Computer Languages - Homework 1
Computer Languages - Homework 1
Please notice that you will get 2 hours supervision but that you are expected to spend more time with these exercises working on your own. See the instructions for the deadline.

Purpose

These computer based exercises should help you gain familiarity with regular expressions and a tool that, given a regular expression, generates a program to recognize the words described by some regular expressions.

Regular Expressions
Where we use JFlex to generate programs that search for certain words and patterns in text files.

  1. Searching for your name.
    The file myName.flex is a source file for a tool called JFlex that is already installed in your computer. As it is you can download it and do the following:
    jflex myName.flex
    javac MyName.java
    java MyName someFileOfText
    
    As you see, the program terminates without any output! In fact, the Java program MyName does nothing interesting! It just goes through every character in the file of text and does nothing for it!
    1. Look at the source file and, with help from the lecture and the manual, identify what things are specified where (for example, the directive %class MyName determines the name of the Java class generated by JFlex)
    2. Add a regular expression describing only your name and make the program print to standard output the line(s) in which your name occurs. (the directive %line enables line counting, the Java variable yyline contains the current line while scanning the input file.)
    3. Look at the file MyName.java and compare it with what you wrote in myName.flex.
  2. Searching for email addresses
    1. Use JFlex as before to generate a program that prints to standard output e-mail addresses occurring in a file of text. An e-mail address is formed by a compund name followed by @ followed by a compound server. The parts in the compounds are separated by dots. Each part can be described by:
      name     = [a-zA-Z][a-zA-Z_0-9\-]* 
      server   = [a-zA-Z][a-zA-Z]* 
      
      Look at the manual to see how to make definitions and how to use them!
    2. Modify your regular expressions so that only e-mail addresses from Halmstad University are selected.
  3. Searching for telephones
    Do the same as in the previous exercise but for telephone numbers instead. Try to capture different patterns: for local calls, for national calls, for international calls.
  4. Java keywords
    In the on-line specification of the lexical structure of the programming language Java you can find a list of the keywords of Java (chapter 3.9). Use JFlex to write a program that counts the occurrences of Java keywords in a file of text.

    Hint Use the directive %implements with the name of a Java interface. In that interface declare some integer constants for the keywords, then you can use these names to index an array in your program to count the occurrences of each keyword. You might also want to declare an array of strings in the interface indexed by these constants so that you can print keyword and the number of occurrences. A short version of the interface could look like:

    interface Kw{
        int ABSTRACT = 0;
        int BOOLEAN  = 1;
        int BREAK    = 2;
    
        String[] kws = {"abstract","boolean","break"};
    }
    
    Check this The command wc in unix counts the number of lines, words and characters in a file. Compare the number of keywords with the number of words in a Java program. What are the other words?

Submission
Who should submit? What should be submitted? How to submit? When?

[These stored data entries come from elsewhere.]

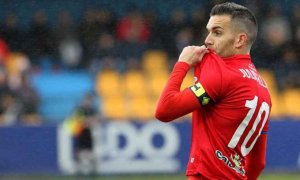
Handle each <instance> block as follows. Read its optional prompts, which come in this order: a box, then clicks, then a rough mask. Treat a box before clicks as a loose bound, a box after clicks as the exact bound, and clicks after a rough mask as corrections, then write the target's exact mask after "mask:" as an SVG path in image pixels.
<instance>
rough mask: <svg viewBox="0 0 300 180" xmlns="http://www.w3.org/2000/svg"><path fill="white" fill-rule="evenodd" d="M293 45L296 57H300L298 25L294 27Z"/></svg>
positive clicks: (299, 43) (299, 44)
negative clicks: (295, 51)
mask: <svg viewBox="0 0 300 180" xmlns="http://www.w3.org/2000/svg"><path fill="white" fill-rule="evenodd" d="M293 39H294V43H293V45H294V47H295V49H296V52H297V56H298V59H299V58H300V25H298V26H297V27H296V28H295V34H294V38H293Z"/></svg>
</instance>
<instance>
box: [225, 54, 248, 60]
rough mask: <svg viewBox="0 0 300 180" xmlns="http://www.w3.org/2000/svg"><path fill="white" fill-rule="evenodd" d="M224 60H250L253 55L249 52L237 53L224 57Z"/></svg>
mask: <svg viewBox="0 0 300 180" xmlns="http://www.w3.org/2000/svg"><path fill="white" fill-rule="evenodd" d="M222 59H223V60H224V61H232V60H249V61H251V57H250V55H249V54H237V55H234V56H230V57H226V58H222Z"/></svg>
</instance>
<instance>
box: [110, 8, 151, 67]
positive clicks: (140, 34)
mask: <svg viewBox="0 0 300 180" xmlns="http://www.w3.org/2000/svg"><path fill="white" fill-rule="evenodd" d="M116 36H117V39H118V40H119V41H120V46H121V47H120V55H121V56H122V58H124V60H125V64H126V66H127V68H132V67H133V66H136V65H139V63H140V58H141V56H142V54H143V52H144V51H145V50H146V49H147V45H148V44H147V43H148V40H149V37H150V28H149V26H148V23H147V22H146V19H145V18H144V16H143V15H142V13H141V12H140V11H139V10H138V9H135V8H134V9H131V10H129V11H128V14H127V15H126V16H124V17H123V18H121V19H120V21H119V22H118V23H117V27H116Z"/></svg>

  1. You have worked in groups of 3 or 4, submit together. That is, submit once with all your names!
  2. Submit a zipped file with all the JFlex sources and at least a test file of text for each exercise.
  3. Submit by sending an email to jerker.bengtsson|at|hh|dot|se with subject assignment 1. Sign the mail with all your names and e-mail addresses. Attach only one file!
  4. Deadline. Your mail should arrive on thursday January 29th at 8.00 a.m. at the latest!